Temper is not glue; it's more akin to grease or ball bearings. It reduces friction and supports loads between components in sprawling, organically growing, multi-language systems. Code written in other languages calls into it; it doesn't need to be in charge.

An input temper file, "MyLibrary.temper", at the top feeds into a cross-compiler to produce two outputs: a C-sharp output and a Python output. Component one is a box around a C-sharp program which imports the C-sharp library compiled from Temper by doing "import com.example.MyLibrary;". Similarly, component two is a box around a Python program that imports the Python library compiled from Temper by doing "from my_library import stuff".

Grease code supports and smoothes the path by working within

From a common specification, the Temper compiler generates libraries in various languages that load into different runtimes/processes/nodes. Temper lets you define solutions to cross-cutting problems once and share them among many parts of complex multi-language systems regardless of the programming language they're written in.

In glue code, you control how the work gets divided up between components. In Temper, you write the code that does the work on behalf of many kinds of components.

What is Temper?

In a nutshell, Temper is a general-purpose programming language designed from the ground up to translate well to all the other languages.
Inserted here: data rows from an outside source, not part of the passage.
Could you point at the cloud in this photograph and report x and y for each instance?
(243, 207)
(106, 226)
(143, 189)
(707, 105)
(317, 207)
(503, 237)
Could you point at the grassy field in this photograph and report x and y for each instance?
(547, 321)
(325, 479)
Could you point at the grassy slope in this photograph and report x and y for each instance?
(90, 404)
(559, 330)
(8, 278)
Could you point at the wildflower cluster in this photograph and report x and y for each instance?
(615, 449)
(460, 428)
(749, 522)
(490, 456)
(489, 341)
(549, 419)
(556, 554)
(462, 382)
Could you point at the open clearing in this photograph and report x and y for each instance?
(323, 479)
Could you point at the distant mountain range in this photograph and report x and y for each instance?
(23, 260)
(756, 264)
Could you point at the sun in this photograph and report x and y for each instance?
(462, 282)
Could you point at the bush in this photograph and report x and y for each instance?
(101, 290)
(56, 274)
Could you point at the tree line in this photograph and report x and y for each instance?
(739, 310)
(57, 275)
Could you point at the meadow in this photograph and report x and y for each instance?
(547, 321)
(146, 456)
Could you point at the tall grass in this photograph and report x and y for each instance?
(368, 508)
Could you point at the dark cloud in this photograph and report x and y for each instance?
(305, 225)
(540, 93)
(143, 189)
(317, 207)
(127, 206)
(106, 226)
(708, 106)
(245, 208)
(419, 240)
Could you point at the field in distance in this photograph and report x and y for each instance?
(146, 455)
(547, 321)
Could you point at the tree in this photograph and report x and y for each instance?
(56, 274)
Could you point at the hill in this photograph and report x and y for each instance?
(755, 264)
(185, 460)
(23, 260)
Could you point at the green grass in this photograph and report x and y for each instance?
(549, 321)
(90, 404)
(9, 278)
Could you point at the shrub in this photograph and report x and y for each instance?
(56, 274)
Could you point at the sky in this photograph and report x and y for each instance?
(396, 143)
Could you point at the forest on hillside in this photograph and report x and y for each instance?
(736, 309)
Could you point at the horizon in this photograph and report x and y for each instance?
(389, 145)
It's meant for producing libraries, not whole programs, so supporting one more language doesn't require porting large libraries.

It has very low runtime requirements, so fits easily into existing runtimes.

Temper has no engine or virtual machine with its own concept of value and object. There's no barrier between a Temper library and the code that loads it. Temper meets the embedding language as it is.

A small team using Temper can support all the other developers in an organization or community by factoring out common problems and sharing common definitions.

With Temper, we can more efficiently build more reliable and maintainable systems.